Death. Taxes. Losing the First Game of the Season Away to Spalding.
James Menzies40 mile an hour winds. Check.
No showers or teas post-game. Check.
Ominous cawing travelling on the winds from nearby Crowland. Check.
This could mean only one thing…the 2020/21 hockey season was back upon us! Hooray!
A band of fourteen cold-eyed killers - mainly defenders - stood shivering on the sidelines ready to do battle once more with Div 3NW. From the first whistle however South were on the back foot as Spalding efficiently moved the ball around, driven on by their very useful number 3. If you were to look up ‘Effective hockey’ in the Macmillan Book of Hockey - a must read - you’d probably just see a team photo of Spalding’s M2s - and sure enough South had subsided to a three-nil deficit by halftime, almost entirely by stealth.
What the scoreline didn’t quite reflect was a glut of gilt-edged chances as the ball just failed to fall for us. And so we found ourselves lining up for the second half, eleven Spalding players facing off against the ten of South [my fault], buoyed with cautious optimism.
With the introduction of the moustachioed Peter ‘Sixpence None The’ Richer into midfield, South suddenly found themselves playing with more urgency and some much needed thrust. Sure enough Richer’s ’tache lit up as the ball broke to him in the D and he fired a drag flick past the stricken keeper.
Suddenly a three-one scoreline was looking much rosier as South scented blood - another fine move along the byline led to Mariano firing narrowly wide. Sadly however the scent of blood turned out to be nothing more than the smell of cabbages on the freezing easterly breeze. Spalding once again showed us the importance of dead-eyed finishing as their superannuated forwards put their teammates in at the post a further two more times.

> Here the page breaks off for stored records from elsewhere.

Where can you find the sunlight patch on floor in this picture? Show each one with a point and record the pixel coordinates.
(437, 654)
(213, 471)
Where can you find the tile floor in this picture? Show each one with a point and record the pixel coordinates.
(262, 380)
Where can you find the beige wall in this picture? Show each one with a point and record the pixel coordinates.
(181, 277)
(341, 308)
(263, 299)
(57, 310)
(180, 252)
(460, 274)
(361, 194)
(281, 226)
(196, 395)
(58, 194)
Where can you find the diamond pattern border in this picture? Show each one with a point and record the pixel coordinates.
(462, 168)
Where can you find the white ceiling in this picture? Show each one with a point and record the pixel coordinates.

As the final whistle blew we were transported back to the harsh realities of life in the 3rd Division. Ultimately Cambridge South M2s are a team that takes a little while to get going but, once they do, prove incredibly hard to stop. Much like Peter Richer’s Renault Picasso, I thought to myself, as it flew through the sunlit uplands of Crowland, the cawing having increased to a deafening roar in the bleak Fenland skies.
Peter Richer
Something dark and disturbing happening right under his nose, but fine finish.